ADAM: A Systematic Data Extraction Attack on Agent Memory via Adaptive Querying

Large Language Model (LLM) agents have achieved rapid adoption and demonstrated remarkable capabilities across a wide range of applications. To improve reasoning and task execution, modern LLM agents would incorporate memory modules or retrieval-augmented generation (RAG) mechanisms, enabling them to further leverage prior interactions or external knowledge. However, such a design also introduces a group of critical privacy vulnerabilities: sensitive information stored in memory can be leaked through query-based attacks.
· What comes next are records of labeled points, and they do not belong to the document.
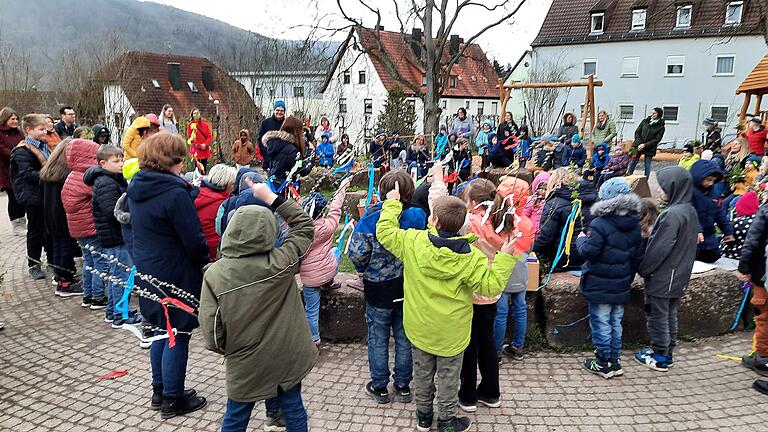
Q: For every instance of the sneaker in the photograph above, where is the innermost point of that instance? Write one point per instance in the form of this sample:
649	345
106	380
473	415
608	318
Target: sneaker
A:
380	395
36	272
756	363
98	303
456	424
424	421
274	422
467	407
599	367
404	394
654	361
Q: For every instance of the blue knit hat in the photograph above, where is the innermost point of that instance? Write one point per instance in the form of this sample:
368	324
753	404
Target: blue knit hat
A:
613	188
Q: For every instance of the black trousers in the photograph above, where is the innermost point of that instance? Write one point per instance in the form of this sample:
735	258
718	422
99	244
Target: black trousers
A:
481	353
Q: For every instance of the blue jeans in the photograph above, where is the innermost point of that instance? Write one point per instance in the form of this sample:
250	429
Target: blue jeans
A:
93	285
115	290
312	309
239	413
169	365
605	322
380	322
519	314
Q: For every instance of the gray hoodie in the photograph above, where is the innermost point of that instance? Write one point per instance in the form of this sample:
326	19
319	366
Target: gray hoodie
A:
671	249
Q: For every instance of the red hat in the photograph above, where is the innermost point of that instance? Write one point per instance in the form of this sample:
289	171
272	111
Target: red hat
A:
747	205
Although feasible, existing attacks often achieve only limited performance, with low attack success rates (ASR). In this paper, we propose ADAM, a novel privacy attack that features data distribution estimation of a victim agent's memory and employs an entropy-guided query strategy for maximizing privacy leakage. Extensive experiments demonstrate that our attack substantially outperforms state-of-the-art ones, achieving up to 100% ASRs. These results thus underscore the urgent need for robust privacy-preserving methods for current LLM agents.

Key Contributions

Novel adaptive querying attack (ADAM) that estimates data distribution in agent memory and uses entropy-guided strategy
Achieves up to 100% attack success rate, substantially outperforming prior privacy attacks on LLM agents
Demonstrates critical privacy vulnerabilities in memory-augmented and RAG-based LLM agent architectures

🛡️ Threat Analysis

Model Inversion Attack

The attack extracts sensitive private information stored in agent memory/RAG systems by querying the agent — this is model inversion/data extraction from a deployed system. The adversary reconstructs training/stored data through strategic queries.